An almost forty-year-old man from Moscow named Dmitri Gurov has been staying in Yalta. About two weeks into his stay, he hears people talking about a young woman who is frequently seen walking along the seafront with her small Pomeranian dog. Dmitri has taken an interest in the “fresh arrivals” at Yalta but he is particularly keen to catch a glimpse of this woman and her dog. He notices her for the first time while he is seated at Vernet’s outdoor café because she and her dog walk past him on the promenade. Dmitri then runs into her repeatedly in the municipal park and in the square, although the two of them never interact. He notes that the woman is “fair” but short and that she is always alone (except for her dog) and always wearing the same cap. Nobody in Yalta appears to know her name and they simply refer to her as “the lady with the dog.” Dmitri is intrigued by her friendless state and feels that he should introduce himself since she is never in the company of friends or a husband. 

The narrator then explains that Dmitri has a family: a wife, a twelve-year-old daughter, and two sons. Dmitri is unhappy, however, because he dislikes his shrewish and intelligent wife that he had been talked into marrying during his second year of college. He is disgusted with his wife’s aging features and finds her imposing. The narrator notes that Dmitri is in “awe” of his wife despite simultaneously finding her “shallow, narrow minded, and dowdy.” Dmitri “dislike[s] being at home” and, as a result, has had numerous love affairs. Although Dmitri disparages women and calls them “the lower race,” he secretly acknowledges that he is more at ease in their company than in men's. Dmitri may be a serial adulterer but he is never fully satisfied by his affairs. He feels that every affair begins pleasantly but ultimately spirals into an “excessive complication” which produces an “intolerably irksome situation.”

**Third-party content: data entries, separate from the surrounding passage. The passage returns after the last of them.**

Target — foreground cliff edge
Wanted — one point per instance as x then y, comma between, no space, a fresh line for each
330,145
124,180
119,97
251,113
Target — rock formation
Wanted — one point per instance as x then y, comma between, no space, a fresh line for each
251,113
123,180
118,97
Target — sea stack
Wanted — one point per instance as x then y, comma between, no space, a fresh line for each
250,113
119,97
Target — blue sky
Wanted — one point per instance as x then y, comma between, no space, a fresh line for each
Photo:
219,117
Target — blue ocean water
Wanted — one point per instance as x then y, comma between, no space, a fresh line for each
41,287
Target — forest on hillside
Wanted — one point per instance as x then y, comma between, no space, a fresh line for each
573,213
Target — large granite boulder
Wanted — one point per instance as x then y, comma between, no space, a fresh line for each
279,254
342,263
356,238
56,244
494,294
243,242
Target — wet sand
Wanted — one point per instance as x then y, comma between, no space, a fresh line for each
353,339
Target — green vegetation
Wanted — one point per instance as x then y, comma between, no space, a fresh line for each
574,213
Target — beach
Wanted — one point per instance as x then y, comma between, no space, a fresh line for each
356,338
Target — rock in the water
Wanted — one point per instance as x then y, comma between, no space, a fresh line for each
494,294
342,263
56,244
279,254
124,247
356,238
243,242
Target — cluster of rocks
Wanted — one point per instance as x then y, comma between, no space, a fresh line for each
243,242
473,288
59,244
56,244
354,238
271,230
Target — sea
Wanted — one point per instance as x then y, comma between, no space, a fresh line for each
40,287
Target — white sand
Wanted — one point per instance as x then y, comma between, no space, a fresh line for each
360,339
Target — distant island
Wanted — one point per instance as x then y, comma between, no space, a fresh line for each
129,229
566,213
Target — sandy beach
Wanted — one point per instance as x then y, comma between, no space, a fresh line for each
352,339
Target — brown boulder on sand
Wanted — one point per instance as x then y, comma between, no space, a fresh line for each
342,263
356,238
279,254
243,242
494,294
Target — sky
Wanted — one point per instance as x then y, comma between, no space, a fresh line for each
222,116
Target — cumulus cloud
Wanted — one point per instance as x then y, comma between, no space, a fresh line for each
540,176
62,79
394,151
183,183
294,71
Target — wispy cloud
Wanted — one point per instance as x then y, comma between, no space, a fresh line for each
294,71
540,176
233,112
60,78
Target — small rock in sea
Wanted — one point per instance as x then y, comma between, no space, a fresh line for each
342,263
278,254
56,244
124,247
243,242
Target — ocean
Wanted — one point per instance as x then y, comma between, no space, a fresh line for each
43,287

One day, “the lady with the dog” sits down next to Dmitri to eat in the public gardens. The man pets her dog in order to strike up a conversation, asking the mysterious woman if he can give her dog a bone. The woman agrees and the pair begins to talk. He learns that she is called Anna Sergeyevna, that she is married, and that she has come to Yalta on vacation. The older man is intrigued by the exuberant naïveté of this young woman and acknowledges that it was not so long ago that she was a schoolgirl like his daughter. He notes that this is probably the first time in her life that she “found herself alone, and in a situation in which men could follow her and watch her, and speak to her, all the time with a secret aim she could not fail to divine.” At the same time, Dmitri also recognizes a trace of sadness in her character and finds her “pathetic.”